Tomorrow marks five years since this country invaded Iraq. On a bitterly cold January day in 2003, I marched in my first peace protest in Washington, naively sure that if enough people took to the streets, our government would stop beating the drums of war. There was no stopping them, no way to prevent what was to come: all of the senseless dying and misery and disruption of millions of lives for a purpose I still don't understand. In March of that year, Suzi and I marched again, but it was to no avail.

This is not the place for rants you've already heard. My political opinions don't much matter to anybody else. But it is the place for me to mark with great sorrow that once again, senseless violence and killing prevailed over other solutions, that war simply breeds hatred that leads to more war, that we never seem to learn. And I take cold comfort in foreseeing that it was all lunacy, a terrible mistake.

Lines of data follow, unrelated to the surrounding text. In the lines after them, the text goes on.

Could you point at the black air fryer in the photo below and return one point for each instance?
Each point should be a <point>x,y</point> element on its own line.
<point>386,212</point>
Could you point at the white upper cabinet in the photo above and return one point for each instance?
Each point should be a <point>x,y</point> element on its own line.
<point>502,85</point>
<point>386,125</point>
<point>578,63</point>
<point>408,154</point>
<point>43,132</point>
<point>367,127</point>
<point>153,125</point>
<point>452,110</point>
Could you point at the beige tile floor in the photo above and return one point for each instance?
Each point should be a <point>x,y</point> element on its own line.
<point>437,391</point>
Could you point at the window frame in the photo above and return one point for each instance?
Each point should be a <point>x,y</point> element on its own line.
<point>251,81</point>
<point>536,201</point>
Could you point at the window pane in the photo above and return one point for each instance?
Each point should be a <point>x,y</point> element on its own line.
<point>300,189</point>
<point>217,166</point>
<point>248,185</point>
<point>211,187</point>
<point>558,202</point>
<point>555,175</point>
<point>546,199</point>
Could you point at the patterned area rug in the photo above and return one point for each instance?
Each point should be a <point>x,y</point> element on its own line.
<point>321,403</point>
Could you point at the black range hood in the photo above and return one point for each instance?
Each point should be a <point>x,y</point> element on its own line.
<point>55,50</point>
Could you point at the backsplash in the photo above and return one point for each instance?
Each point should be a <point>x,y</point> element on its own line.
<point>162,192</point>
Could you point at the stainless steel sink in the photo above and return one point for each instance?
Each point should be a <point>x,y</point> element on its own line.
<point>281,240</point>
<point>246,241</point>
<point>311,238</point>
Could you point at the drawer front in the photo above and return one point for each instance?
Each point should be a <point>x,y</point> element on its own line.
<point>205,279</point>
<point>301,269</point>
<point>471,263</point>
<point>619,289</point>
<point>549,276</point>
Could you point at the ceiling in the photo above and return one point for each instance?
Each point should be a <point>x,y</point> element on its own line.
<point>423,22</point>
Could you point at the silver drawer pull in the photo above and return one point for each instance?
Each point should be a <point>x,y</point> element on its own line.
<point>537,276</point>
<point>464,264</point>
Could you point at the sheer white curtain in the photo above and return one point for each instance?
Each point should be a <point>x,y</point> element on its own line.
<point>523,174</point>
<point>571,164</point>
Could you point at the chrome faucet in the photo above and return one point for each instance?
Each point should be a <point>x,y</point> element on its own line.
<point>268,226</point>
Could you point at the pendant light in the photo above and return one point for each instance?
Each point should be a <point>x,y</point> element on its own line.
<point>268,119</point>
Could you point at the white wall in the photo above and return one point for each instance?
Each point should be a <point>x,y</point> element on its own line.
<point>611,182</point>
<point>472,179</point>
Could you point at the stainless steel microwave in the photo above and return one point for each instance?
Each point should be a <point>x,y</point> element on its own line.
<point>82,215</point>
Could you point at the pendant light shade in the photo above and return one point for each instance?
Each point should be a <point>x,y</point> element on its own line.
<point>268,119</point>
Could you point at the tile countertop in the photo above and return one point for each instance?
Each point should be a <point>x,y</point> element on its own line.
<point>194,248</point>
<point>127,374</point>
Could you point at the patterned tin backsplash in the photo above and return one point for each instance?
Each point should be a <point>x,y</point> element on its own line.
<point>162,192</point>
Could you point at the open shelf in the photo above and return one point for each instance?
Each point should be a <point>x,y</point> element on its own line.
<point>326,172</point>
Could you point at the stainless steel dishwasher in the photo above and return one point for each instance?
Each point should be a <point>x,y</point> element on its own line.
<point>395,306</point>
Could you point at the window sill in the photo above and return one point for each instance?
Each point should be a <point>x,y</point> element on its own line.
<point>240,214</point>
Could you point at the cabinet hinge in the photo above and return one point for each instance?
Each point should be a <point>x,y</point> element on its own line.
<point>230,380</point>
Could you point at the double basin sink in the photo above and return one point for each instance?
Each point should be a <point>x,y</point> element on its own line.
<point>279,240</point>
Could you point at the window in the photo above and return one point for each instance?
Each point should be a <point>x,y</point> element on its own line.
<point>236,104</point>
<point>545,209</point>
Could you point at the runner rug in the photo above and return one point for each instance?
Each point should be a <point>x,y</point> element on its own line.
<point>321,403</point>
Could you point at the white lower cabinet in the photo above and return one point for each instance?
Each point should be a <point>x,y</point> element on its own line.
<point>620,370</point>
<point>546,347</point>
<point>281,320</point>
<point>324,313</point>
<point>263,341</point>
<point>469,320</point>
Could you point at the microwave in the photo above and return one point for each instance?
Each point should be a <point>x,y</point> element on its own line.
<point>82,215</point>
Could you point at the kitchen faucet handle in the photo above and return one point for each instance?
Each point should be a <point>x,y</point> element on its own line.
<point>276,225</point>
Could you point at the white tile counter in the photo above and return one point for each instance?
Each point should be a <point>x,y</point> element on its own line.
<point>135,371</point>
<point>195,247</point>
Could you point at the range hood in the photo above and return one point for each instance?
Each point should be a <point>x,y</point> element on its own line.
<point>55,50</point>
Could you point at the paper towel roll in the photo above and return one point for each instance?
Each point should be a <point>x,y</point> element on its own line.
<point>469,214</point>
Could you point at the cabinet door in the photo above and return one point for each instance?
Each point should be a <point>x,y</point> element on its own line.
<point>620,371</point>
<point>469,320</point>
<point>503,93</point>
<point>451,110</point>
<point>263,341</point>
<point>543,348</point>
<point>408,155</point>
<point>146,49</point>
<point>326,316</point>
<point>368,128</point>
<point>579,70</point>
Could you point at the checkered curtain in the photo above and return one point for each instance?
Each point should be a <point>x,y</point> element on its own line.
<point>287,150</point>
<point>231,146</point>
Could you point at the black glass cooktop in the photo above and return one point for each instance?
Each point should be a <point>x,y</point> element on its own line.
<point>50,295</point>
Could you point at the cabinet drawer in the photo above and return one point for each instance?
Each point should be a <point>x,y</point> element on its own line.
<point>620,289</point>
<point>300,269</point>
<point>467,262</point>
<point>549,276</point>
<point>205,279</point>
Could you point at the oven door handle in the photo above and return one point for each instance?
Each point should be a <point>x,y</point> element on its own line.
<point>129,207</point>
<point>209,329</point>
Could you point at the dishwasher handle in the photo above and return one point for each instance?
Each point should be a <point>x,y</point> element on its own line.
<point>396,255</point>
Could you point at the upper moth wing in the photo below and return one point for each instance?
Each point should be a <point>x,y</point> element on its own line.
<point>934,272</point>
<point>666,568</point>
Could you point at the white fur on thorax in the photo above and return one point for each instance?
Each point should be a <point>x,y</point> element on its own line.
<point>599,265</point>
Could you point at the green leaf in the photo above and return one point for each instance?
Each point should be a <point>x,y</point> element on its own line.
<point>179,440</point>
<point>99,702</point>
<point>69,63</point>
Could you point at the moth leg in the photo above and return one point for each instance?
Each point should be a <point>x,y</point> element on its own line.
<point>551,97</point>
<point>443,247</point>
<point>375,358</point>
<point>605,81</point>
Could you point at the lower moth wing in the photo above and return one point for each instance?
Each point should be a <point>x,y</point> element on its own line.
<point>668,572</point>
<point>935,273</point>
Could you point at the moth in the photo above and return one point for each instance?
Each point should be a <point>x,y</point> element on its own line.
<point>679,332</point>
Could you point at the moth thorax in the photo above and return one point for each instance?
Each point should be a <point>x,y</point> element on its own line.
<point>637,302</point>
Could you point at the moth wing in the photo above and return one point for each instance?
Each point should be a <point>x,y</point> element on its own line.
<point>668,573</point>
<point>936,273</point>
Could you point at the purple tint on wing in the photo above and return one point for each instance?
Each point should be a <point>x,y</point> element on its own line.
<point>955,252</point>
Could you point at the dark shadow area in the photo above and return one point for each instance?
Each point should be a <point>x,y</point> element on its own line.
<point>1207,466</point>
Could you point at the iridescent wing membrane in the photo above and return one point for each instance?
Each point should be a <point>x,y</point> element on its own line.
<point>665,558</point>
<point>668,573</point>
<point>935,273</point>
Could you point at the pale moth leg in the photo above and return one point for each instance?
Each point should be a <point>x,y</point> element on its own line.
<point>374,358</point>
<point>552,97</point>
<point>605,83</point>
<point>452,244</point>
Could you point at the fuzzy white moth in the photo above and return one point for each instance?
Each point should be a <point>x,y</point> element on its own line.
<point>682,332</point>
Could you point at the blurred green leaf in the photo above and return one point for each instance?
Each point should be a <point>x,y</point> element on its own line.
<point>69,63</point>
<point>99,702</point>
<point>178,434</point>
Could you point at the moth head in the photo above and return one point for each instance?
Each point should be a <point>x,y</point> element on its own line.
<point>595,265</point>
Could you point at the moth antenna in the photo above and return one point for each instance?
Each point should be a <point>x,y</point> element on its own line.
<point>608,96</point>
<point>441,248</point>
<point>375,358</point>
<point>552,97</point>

When I told Dad that I was planning to march in Washington, he gave me his blessing. So I joined hands with millions of people on this planet who still believe in giving peace a chance. Far from being the "lunatic fringe," these people were thoughtful, normal people who had no recourse but to use their feet, their voices, their right to peaceful protest, and it was a defining moment for me. Call me an idealist -- and I'll take it as a compliment.






3 comments:

LoPo said...

And as a Rational, I say may the Idealists rule! There is no way to end war unless those in charge hate it as much as we do!

Nannygoat said...

They love the spoils of war, so it's a means to an end. Always has been. Always will be.

Anonymous said...

Protests, what protests? I must hsve been watching the Redskins game.